Where FraudFlag is different
FraudFlag is purpose-built to cover that gap. Instead of a single high/low label, it scores every order and tells you what to do:
- Every order scored and explained. A 0–100 risk score, three plain-English reasons, and one clear recommendation — including the medium-risk orders Shopify glosses over.
- Velocity detection. Flags more than three orders from one IP in an hour, or one shipping address used by several different emails in a day.
- Your rules. Set your own risk threshold and block entire email domains, not just single addresses.
- Customer verification. Email a one-click confirmation link on high-risk orders; confirmed orders are approved automatically.
- Chargeback evidence. Download a print-ready document of the risk assessment to contest disputes.
- Automation. Fire a Shopify Flow trigger on every scored order so your own workflows can tag, hold, or route it.
The honest bottom line
If you get a handful of orders a month and never see disputes, Shopify's built-in recommendation is probably fine. The moment fraud starts costing you money, or you find yourself manually second-guessing orders, a tool that scores and explains every order — and lets you act on it — saves both losses and time. FraudFlag reads Shopify's own signal too, so you're adding coverage, not replacing it.
Frequently asked questions
Does FraudFlag replace Shopify's fraud analysis?

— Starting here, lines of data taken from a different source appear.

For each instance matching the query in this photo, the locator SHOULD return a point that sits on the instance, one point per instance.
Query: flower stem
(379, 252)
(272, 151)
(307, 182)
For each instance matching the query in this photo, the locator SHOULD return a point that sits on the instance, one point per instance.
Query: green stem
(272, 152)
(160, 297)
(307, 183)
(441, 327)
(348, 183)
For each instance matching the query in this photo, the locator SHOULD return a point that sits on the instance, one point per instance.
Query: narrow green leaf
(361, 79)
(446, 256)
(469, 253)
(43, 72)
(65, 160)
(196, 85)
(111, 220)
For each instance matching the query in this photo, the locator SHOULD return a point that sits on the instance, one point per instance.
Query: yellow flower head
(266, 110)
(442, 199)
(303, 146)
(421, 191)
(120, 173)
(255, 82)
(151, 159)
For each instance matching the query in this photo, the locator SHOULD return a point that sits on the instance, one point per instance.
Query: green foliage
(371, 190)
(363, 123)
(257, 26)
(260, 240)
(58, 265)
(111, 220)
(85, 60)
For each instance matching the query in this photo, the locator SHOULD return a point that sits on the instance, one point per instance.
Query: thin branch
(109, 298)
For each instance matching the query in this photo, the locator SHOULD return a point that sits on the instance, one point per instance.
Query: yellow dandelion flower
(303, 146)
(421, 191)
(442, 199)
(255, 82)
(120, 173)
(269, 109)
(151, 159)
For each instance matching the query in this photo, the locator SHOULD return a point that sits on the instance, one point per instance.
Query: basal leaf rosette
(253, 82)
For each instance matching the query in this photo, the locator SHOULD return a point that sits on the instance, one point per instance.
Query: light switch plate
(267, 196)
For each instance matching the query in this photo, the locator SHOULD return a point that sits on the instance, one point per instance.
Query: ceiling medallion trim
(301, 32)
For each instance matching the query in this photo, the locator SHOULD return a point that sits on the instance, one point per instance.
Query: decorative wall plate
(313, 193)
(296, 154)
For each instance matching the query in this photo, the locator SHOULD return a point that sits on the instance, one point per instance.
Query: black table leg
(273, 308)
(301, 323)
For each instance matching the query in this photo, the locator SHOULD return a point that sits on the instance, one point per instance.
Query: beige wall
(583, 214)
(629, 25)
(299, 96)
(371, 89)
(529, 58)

It complements it. FraudFlag reads Shopify's own fraud signal and factors it into a fuller score, then adds the explanation, the medium-risk coverage, velocity checks, and the actions (verification, evidence, domain blocking) Shopify doesn't provide.
Do I need a paid fraud app if I'm a small store?
If you get very few orders and rarely see disputes, Shopify's built-in recommendation may be enough. Once fraud or chargebacks start costing you real money — or you're spending time manually reviewing orders — a dedicated tool pays for itself quickly.